Fusion-io today released the first upgrade to its in-server NAND flash card, the ioDrive2, doubling the card’s speed, bandwidth and density, while maintaining its resiliency and endurance.
Fusion-io actually took the new ioDrive2 performance and flipped it on its head, creating a data write speed that’s actually faster than the read speed, according to Fusion-io CEO David Flynn.
The new ioDrive2 Duo (a full-height card) has 3GBps total bandwidth, offering up to 700,000 read I/Os per second (IOPS) and over 900,000 write IOPS.
The ioDrive2 PCIe flash card
Fusion ioDrive2 and ioDrive2 Duo will be offered in 365GB, 785GB, 1.2TB and 2.4TB capacities. General availability will begin in November. Pricing for Fusion’s new ioMemory platform starts at a suggested retail price of $5,950. “The list price just over $11 a gigabyte,” Flynn said.

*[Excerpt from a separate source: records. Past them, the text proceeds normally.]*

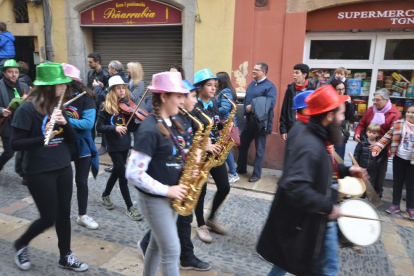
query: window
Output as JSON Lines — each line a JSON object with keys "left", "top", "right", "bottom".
{"left": 384, "top": 39, "right": 414, "bottom": 60}
{"left": 310, "top": 40, "right": 371, "bottom": 60}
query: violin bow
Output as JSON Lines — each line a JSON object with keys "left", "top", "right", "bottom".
{"left": 125, "top": 82, "right": 151, "bottom": 127}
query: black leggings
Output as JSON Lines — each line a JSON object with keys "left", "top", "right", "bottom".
{"left": 17, "top": 166, "right": 73, "bottom": 259}
{"left": 195, "top": 163, "right": 230, "bottom": 227}
{"left": 103, "top": 150, "right": 133, "bottom": 209}
{"left": 74, "top": 156, "right": 91, "bottom": 216}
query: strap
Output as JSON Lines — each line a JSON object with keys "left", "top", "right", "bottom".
{"left": 13, "top": 88, "right": 20, "bottom": 99}
{"left": 161, "top": 118, "right": 187, "bottom": 162}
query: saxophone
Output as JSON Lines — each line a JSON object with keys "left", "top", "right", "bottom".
{"left": 173, "top": 96, "right": 237, "bottom": 215}
{"left": 208, "top": 93, "right": 237, "bottom": 167}
{"left": 171, "top": 107, "right": 213, "bottom": 216}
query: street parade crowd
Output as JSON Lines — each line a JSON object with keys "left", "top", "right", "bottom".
{"left": 1, "top": 21, "right": 414, "bottom": 276}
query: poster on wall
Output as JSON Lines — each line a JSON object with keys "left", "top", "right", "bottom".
{"left": 80, "top": 0, "right": 182, "bottom": 26}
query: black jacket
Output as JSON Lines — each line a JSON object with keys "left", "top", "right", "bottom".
{"left": 18, "top": 74, "right": 33, "bottom": 87}
{"left": 283, "top": 120, "right": 307, "bottom": 168}
{"left": 250, "top": 96, "right": 273, "bottom": 134}
{"left": 354, "top": 135, "right": 386, "bottom": 170}
{"left": 279, "top": 80, "right": 316, "bottom": 134}
{"left": 0, "top": 78, "right": 29, "bottom": 137}
{"left": 257, "top": 119, "right": 350, "bottom": 276}
{"left": 87, "top": 67, "right": 109, "bottom": 90}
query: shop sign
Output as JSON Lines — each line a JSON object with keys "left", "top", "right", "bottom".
{"left": 307, "top": 1, "right": 414, "bottom": 31}
{"left": 80, "top": 0, "right": 182, "bottom": 26}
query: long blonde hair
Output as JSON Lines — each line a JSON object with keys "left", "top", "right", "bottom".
{"left": 103, "top": 84, "right": 131, "bottom": 115}
{"left": 127, "top": 62, "right": 144, "bottom": 86}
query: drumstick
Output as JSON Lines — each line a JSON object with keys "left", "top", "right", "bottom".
{"left": 349, "top": 152, "right": 360, "bottom": 167}
{"left": 341, "top": 214, "right": 384, "bottom": 222}
{"left": 319, "top": 212, "right": 384, "bottom": 222}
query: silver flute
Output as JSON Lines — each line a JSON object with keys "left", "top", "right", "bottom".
{"left": 44, "top": 96, "right": 64, "bottom": 147}
{"left": 63, "top": 91, "right": 87, "bottom": 107}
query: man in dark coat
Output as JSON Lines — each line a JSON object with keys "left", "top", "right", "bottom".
{"left": 279, "top": 63, "right": 316, "bottom": 140}
{"left": 236, "top": 62, "right": 276, "bottom": 183}
{"left": 87, "top": 52, "right": 109, "bottom": 90}
{"left": 257, "top": 85, "right": 368, "bottom": 276}
{"left": 0, "top": 59, "right": 29, "bottom": 172}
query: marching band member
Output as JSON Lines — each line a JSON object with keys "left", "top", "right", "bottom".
{"left": 257, "top": 86, "right": 368, "bottom": 276}
{"left": 11, "top": 63, "right": 88, "bottom": 272}
{"left": 136, "top": 79, "right": 211, "bottom": 271}
{"left": 62, "top": 63, "right": 99, "bottom": 230}
{"left": 97, "top": 75, "right": 142, "bottom": 221}
{"left": 192, "top": 69, "right": 231, "bottom": 243}
{"left": 126, "top": 72, "right": 191, "bottom": 276}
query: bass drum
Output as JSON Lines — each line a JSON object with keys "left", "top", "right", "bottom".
{"left": 337, "top": 198, "right": 381, "bottom": 247}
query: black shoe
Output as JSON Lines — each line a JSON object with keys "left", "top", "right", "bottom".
{"left": 14, "top": 241, "right": 31, "bottom": 270}
{"left": 58, "top": 252, "right": 88, "bottom": 272}
{"left": 98, "top": 146, "right": 107, "bottom": 156}
{"left": 180, "top": 256, "right": 211, "bottom": 271}
{"left": 104, "top": 166, "right": 113, "bottom": 173}
{"left": 248, "top": 176, "right": 261, "bottom": 183}
{"left": 236, "top": 168, "right": 247, "bottom": 174}
{"left": 137, "top": 239, "right": 148, "bottom": 259}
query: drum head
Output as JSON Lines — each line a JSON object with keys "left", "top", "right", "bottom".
{"left": 338, "top": 199, "right": 381, "bottom": 247}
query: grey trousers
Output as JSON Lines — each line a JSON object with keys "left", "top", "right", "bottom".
{"left": 137, "top": 191, "right": 180, "bottom": 276}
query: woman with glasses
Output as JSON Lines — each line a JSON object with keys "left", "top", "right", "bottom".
{"left": 329, "top": 79, "right": 354, "bottom": 159}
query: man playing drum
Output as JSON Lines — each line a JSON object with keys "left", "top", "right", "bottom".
{"left": 257, "top": 86, "right": 368, "bottom": 276}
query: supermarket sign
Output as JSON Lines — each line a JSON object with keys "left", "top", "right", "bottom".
{"left": 307, "top": 2, "right": 414, "bottom": 30}
{"left": 80, "top": 0, "right": 182, "bottom": 26}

By comparison, Fusion-io’s first generation ioDrive Duo offered up to 1.5GBps throughput and capacity from 320GB to 1.2TB. That drive sells for $28,871 for a 1.2TB card on Pricegrabber.com, or roughly $24 a gigabyte.

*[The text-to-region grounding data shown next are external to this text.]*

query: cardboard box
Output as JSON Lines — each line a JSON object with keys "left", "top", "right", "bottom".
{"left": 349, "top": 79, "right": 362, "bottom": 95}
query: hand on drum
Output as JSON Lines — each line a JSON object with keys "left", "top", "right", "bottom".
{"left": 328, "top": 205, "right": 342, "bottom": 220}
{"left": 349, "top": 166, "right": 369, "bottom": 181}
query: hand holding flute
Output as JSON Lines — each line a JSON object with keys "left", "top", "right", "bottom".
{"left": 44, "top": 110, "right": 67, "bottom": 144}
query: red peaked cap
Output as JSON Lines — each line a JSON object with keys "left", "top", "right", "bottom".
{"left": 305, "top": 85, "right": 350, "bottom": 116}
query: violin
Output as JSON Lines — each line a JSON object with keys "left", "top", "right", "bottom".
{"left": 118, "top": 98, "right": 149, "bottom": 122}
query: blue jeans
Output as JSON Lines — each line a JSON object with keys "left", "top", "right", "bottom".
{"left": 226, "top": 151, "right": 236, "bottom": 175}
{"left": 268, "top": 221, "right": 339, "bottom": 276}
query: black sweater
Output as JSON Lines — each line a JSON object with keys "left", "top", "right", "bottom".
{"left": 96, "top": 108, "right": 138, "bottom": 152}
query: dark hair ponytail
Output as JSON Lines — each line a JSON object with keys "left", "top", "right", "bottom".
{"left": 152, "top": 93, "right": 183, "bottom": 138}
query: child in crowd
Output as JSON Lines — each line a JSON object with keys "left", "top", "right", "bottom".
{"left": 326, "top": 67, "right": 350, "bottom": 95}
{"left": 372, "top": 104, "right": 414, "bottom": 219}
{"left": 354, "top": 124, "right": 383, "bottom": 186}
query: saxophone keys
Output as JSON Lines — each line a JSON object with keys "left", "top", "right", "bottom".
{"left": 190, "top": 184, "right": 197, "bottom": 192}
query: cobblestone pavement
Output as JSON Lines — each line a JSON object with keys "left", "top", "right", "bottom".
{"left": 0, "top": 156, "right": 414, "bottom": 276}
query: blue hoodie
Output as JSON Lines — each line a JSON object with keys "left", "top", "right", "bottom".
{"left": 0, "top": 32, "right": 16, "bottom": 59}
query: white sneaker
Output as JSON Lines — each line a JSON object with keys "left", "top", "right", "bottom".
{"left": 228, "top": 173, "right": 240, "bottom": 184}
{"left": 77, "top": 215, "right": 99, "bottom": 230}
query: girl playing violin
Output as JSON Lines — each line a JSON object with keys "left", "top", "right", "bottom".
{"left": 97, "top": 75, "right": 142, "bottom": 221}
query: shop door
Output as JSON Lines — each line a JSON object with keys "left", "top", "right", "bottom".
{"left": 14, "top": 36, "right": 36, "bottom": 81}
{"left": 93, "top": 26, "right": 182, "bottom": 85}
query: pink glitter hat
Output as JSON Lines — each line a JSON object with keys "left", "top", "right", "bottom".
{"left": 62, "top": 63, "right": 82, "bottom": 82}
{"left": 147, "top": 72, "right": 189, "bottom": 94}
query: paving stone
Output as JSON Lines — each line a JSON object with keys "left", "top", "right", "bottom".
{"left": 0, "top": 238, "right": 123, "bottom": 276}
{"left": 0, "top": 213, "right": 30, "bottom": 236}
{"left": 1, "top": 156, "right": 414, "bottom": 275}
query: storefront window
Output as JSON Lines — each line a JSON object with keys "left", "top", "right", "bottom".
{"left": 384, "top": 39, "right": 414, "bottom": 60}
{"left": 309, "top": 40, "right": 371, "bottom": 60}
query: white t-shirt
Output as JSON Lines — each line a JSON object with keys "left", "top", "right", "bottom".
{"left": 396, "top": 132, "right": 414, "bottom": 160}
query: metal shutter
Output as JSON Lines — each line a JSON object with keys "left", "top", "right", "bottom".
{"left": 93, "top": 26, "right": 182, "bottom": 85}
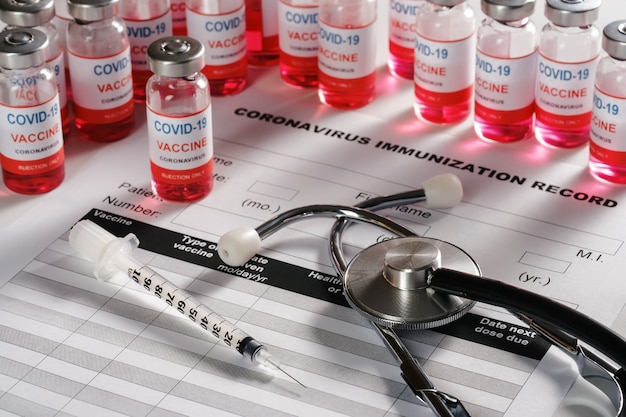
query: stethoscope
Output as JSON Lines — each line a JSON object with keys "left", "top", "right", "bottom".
{"left": 217, "top": 174, "right": 626, "bottom": 417}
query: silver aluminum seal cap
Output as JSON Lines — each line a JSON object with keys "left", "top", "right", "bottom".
{"left": 426, "top": 0, "right": 466, "bottom": 7}
{"left": 148, "top": 36, "right": 205, "bottom": 77}
{"left": 481, "top": 0, "right": 535, "bottom": 21}
{"left": 67, "top": 0, "right": 118, "bottom": 21}
{"left": 544, "top": 0, "right": 600, "bottom": 27}
{"left": 0, "top": 0, "right": 55, "bottom": 27}
{"left": 602, "top": 20, "right": 626, "bottom": 60}
{"left": 0, "top": 27, "right": 48, "bottom": 69}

Fusion-io upgraded several things on the new PCIe flash card, including shrinking the circuitry from more than 50 nanometers (nms) to a lithography in the 20-nm range. Fusion-io uses multi-level cell (MLC) NAND flash from multiple vendors with varying circuitry sizes, including chips from Micron/ Intel , Samsung, Toshiba and SanDisk.

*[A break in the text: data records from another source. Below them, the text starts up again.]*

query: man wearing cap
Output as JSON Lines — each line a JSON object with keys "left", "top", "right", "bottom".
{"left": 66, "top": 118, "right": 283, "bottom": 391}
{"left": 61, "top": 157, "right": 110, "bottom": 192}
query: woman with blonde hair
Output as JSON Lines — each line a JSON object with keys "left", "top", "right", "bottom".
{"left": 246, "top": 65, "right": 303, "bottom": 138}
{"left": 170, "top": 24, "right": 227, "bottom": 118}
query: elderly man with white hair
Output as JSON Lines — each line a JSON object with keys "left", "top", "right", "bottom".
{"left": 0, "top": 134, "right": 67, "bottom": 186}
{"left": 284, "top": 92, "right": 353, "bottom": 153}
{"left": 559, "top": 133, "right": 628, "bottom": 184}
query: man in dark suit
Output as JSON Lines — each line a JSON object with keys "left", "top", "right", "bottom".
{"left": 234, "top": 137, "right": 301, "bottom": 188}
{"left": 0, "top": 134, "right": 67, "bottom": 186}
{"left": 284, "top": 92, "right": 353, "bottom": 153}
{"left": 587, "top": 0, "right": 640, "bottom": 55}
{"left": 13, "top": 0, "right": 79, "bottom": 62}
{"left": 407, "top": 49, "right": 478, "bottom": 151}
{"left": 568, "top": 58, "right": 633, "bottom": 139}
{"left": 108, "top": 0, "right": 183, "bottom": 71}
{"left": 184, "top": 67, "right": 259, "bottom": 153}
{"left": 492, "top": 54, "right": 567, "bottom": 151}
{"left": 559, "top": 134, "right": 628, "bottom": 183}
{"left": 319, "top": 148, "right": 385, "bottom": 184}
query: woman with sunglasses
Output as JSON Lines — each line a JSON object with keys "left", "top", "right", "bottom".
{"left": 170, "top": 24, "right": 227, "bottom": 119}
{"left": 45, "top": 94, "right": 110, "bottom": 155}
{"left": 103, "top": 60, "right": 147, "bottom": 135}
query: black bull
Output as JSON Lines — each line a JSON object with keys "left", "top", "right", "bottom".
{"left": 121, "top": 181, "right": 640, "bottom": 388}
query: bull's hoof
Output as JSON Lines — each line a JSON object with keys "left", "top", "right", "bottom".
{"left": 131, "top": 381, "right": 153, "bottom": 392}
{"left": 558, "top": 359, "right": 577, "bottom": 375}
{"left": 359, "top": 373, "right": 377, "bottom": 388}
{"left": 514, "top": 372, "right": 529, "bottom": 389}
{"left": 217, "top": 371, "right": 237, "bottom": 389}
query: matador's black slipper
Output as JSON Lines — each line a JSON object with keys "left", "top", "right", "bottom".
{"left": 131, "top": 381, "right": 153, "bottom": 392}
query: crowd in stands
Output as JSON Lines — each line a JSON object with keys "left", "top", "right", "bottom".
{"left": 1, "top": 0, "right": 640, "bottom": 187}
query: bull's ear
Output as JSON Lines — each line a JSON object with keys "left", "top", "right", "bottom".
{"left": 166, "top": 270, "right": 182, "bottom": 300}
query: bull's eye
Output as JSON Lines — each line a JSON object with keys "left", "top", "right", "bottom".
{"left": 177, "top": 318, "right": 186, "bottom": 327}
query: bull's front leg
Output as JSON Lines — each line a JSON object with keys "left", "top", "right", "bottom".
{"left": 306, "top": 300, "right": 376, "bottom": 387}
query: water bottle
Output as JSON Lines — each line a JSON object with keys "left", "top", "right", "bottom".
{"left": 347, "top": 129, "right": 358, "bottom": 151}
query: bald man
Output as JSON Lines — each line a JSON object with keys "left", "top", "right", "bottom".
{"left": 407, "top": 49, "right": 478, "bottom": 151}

The company also upgraded its controller’s firmware with a self-healing feature called Adaptive FlashBack that provides chip-level fault tolerance, which enables ioMemory to repair itself after a single chip or a multi-chip failure without interrupting application performance.
The PCIe flash cards now also support all major operating systems, including Windows, Linux , OSX, Solaris x86, ESXi 5.0 and HP -UX.